Si el algoritmo realmente diera instrucciones, haríamos paso a paso lo que se comandase. Obedeciendo el humano a la inteligencia artificial para conseguir sus favores. Suena a otra de mis fantasías de distopía futurista, pero es justo lo que he visto y sentido en mi primera incursión tímida.
Yo misma lo he pensado, ¿aquí que hay que hacer? Y creo que habría seguido al pie de la letra las instrucciones: “Para ser popular ha de colgar una lista de los objetos personales secretos de su mesita de noche, un baile en tanga bajo la lluvia, la receta del bizcocho de su abuela y cruzar a nado el canal de Suez”. Ahora que ha vuelto Wonka parece que estamos persiguiendo nuevamente el billete dorado.
Hay un perfil de usuarios que le habla al algoritmo con respeto, con cuidado, como temiendo que se enfade y les entierre al fondo del océano del intermundo. Otros bromean con él, como haciéndose los simpáticos. Unos pocos se mantienen en lo de siempre, cuelgan los mismo que colgarían en Instagram, pero envidian secretamente a quienes hablan con el algoritmo, porque de él depende su popularidad. Un cuarto grupo no sabemos qué hacer, porque anhelamos lo mismo que todos, pero no se nos da bien en ningún formato. Hasta ahora no he visto a nadie quejándose ni metiendo bulla, no nos atrevemos.
He sufrido un ataque de disociación al imaginarme un mundo en el que tengamos que ser políticamente correctos para las máquinas, en el que haya que decir las palabras exactas para ser atendido por el operador que será una IA, o por el médico, que será otra. La puerta de entrada del mensaje estándar, el primer filtro, será una computadora, y tendremos que portarnos bien si queremos acceder al siguiente nivel.
Habrá unas estrictas fórmulas verbales por las que tendremos que reaprender a comunicarnos y expresarnos. El 80% del diagnóstico médico puede ser llevado a cabo por un robot bien configurado, con la tecnología adecuada, ya a la vuelta de la esquina. El usuario deberá expresarse como habrá que hacerlo, pero eso ya lo enseñarán en las escuelas y será el pan nuestro de cada día. Y nadie sabrá de dónde viene esta expresión, ni habrá expresiones de ningún tipo.
El máximo lujo será poder ser atendido por un humano, en el hospital, el banco o el supermercado.

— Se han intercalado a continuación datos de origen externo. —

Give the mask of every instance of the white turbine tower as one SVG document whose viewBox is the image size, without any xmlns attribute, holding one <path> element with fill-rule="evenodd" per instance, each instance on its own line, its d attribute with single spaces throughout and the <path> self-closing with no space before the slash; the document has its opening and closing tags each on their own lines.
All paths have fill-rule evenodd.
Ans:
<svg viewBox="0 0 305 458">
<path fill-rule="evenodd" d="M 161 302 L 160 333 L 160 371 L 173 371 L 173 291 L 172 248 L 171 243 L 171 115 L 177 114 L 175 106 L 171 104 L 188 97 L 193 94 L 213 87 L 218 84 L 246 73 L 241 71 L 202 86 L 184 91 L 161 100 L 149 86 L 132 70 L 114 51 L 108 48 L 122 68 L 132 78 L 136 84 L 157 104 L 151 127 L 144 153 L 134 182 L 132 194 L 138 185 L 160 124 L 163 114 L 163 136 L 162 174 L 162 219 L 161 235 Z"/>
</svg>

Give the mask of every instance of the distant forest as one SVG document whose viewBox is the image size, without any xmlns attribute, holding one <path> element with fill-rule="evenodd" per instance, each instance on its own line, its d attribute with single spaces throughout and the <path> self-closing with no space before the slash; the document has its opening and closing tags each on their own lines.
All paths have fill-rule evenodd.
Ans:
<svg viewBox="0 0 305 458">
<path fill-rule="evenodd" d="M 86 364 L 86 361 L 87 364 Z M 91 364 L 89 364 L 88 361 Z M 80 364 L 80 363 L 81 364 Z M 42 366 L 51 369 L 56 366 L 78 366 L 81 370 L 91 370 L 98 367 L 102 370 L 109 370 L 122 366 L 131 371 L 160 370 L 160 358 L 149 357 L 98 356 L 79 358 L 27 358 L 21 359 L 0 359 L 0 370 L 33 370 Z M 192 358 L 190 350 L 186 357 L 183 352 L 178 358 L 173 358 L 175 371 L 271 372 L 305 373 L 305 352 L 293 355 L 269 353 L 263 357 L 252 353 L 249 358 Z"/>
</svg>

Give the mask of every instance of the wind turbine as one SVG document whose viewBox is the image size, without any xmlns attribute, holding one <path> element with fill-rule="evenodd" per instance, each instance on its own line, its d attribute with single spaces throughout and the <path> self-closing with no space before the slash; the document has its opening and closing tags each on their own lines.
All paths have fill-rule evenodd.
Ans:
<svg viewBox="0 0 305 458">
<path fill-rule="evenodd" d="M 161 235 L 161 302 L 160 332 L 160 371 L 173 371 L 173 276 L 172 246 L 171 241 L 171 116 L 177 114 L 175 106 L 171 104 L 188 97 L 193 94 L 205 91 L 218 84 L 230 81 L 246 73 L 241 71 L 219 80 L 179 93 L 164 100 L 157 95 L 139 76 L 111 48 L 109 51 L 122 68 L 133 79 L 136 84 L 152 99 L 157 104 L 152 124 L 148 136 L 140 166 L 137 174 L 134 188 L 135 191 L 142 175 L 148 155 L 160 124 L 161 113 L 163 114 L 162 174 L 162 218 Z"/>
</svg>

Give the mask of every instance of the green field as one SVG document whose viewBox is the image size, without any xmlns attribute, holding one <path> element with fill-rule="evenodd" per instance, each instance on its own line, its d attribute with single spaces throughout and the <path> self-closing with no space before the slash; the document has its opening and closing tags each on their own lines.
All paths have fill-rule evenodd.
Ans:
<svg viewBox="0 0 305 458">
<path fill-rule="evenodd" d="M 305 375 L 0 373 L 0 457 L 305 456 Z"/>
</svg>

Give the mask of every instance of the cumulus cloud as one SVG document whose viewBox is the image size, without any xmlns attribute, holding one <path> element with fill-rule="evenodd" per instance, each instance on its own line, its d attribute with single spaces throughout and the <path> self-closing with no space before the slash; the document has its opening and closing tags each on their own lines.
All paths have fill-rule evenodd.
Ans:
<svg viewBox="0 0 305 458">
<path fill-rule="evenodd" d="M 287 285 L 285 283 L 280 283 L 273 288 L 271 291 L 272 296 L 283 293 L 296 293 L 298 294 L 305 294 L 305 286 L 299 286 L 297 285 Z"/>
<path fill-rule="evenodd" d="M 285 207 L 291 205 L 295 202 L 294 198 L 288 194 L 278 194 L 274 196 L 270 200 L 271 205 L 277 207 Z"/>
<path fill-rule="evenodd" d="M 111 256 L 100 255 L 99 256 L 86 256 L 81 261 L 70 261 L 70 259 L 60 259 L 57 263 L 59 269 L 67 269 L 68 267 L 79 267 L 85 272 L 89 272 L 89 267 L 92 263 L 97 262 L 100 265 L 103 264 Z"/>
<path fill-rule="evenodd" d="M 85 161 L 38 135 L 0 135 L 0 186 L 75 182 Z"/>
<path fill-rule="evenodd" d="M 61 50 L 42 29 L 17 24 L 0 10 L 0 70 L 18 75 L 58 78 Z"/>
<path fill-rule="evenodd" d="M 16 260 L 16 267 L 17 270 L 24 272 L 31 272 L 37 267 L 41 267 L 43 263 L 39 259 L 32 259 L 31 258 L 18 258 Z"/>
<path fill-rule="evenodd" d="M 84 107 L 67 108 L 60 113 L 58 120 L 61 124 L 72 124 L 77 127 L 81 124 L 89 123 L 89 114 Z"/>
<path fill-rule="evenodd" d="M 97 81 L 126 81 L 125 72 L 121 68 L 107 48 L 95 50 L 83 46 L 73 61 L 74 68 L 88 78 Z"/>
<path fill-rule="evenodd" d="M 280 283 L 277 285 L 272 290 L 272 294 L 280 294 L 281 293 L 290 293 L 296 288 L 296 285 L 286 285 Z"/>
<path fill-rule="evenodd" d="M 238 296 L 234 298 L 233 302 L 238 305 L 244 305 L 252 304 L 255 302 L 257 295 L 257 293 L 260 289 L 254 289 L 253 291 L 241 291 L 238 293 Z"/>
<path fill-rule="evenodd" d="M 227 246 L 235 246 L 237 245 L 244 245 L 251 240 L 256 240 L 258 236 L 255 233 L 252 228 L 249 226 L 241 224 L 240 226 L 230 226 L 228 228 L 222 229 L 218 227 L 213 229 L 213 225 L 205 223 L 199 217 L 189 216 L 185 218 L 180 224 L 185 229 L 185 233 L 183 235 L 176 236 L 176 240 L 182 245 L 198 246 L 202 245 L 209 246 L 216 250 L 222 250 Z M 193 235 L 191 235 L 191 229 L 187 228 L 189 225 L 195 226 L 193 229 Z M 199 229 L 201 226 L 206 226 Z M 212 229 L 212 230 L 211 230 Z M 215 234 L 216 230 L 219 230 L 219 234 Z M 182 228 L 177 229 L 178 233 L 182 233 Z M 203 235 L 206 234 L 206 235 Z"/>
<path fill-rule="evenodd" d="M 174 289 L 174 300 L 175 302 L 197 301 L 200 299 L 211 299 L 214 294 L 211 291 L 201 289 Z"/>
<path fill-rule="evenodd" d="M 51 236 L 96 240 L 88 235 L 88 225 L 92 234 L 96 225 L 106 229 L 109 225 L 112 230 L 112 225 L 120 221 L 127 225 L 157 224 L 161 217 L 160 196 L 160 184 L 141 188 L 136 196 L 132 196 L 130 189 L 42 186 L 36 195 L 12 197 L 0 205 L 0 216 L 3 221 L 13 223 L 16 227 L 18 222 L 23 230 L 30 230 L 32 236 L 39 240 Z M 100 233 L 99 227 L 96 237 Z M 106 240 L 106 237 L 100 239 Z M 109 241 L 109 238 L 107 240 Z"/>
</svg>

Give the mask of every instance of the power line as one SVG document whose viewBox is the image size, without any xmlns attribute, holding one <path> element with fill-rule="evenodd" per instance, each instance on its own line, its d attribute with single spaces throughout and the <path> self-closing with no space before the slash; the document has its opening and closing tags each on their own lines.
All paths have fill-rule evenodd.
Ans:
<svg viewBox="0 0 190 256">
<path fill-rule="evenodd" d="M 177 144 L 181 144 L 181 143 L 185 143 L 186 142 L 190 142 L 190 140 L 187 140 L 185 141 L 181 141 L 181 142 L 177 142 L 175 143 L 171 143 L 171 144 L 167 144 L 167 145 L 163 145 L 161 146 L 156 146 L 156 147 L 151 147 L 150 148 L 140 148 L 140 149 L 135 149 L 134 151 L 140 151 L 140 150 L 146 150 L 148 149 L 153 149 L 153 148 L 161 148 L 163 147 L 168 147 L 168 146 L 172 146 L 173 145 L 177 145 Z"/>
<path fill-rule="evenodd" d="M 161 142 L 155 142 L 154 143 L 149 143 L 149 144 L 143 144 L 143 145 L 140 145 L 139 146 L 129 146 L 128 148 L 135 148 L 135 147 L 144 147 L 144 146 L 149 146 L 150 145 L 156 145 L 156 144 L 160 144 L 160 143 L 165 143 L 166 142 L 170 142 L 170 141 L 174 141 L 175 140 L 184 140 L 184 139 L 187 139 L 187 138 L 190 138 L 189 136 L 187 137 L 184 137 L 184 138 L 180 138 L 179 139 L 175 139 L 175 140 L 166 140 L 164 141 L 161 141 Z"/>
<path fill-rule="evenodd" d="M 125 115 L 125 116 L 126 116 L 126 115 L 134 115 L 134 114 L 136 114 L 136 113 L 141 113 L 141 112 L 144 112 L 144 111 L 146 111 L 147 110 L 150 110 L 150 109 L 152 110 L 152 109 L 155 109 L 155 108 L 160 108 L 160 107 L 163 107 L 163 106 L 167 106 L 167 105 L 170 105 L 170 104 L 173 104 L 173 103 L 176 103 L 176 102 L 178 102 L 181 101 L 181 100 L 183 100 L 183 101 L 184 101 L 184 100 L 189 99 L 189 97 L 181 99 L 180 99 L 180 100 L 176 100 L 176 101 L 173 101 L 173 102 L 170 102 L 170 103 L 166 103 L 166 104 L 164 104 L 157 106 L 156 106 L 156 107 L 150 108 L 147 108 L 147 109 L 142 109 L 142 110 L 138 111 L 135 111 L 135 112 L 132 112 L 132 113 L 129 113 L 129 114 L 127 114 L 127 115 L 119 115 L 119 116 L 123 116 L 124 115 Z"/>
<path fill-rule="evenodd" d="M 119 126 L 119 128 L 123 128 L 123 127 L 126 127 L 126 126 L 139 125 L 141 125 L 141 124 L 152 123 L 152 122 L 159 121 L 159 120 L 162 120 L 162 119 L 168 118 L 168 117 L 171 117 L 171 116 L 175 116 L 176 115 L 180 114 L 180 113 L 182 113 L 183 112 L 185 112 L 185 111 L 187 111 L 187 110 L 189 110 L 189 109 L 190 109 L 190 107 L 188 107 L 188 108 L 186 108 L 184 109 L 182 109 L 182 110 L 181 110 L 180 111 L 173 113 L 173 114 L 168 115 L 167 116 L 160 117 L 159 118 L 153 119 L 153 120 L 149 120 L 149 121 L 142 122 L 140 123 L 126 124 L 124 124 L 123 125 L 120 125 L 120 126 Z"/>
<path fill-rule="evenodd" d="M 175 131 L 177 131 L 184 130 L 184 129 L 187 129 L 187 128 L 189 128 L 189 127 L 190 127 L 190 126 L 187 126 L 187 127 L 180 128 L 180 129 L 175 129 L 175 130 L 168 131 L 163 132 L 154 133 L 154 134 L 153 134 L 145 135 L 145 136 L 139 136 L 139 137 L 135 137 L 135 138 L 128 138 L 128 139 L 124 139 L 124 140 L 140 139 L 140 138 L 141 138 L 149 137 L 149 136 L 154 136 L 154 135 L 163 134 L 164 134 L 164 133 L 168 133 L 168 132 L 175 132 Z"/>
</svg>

Habrá, para los muy ricos, un trato “personalizado” y por fin esa palabra tendrá sentido, porque tendrás el último lujo, que será poder tratar con una persona, ser atendido por un ser humano.
Disfrutad de vuestra portera, vecinos, cuando sea una IA, no va a entrar al edificio ni vuestro hermano como no esté correctamente identificado, nada de amigos raros, dealers o tinders anónimos.
Volviendo al caso que nos ocupa, no sé si voy a ser capaz de bajarme de ese vagón de tercera en el que voy montada, si mandaré un mensaje secreto al algoritmo que me ayude a ser famosa, prometiendo lealtad eterna y permanencia, o si me conformaré con asomarme cual voyeur para deleitarme como público de ese Got Talent permanente que son las redes sociales, que sacan lo mejor de cada casa, a veces cosas muy bonitas, pero con poca o nada de utilidad, como los fuegos artificiales.
Mientras pienso en si escribir una frase ingeniosa o suplicar clemencia, me doy cuenta de que otra vez voy tarde, como los que quisieron cruzar el muro de Berlín cuando ya había muro, o invertir en bitcoins. Tarde como las mascarillas en plena pandemia. Los que vamos tarde vamos tarde, no hay nada que rascar. En el cohete de millonarios que irá a Marte tengo claro que no voy a entrar.
Este año voy a comprar lotería en la Manolita de Madrid, me veo con más posibilidades. Para ser sincera del todo, esto lo he escrito mientras hacía la cola.
*Elvira Herrería Martínez es licenciada en Medicina por la Universidad Complutense de Madrid, especialista en Psiquiatría por la Universidad de Alcalá de Henares y máster en Longevidad y Antienvejecimiento por la Universidad de Barcelona.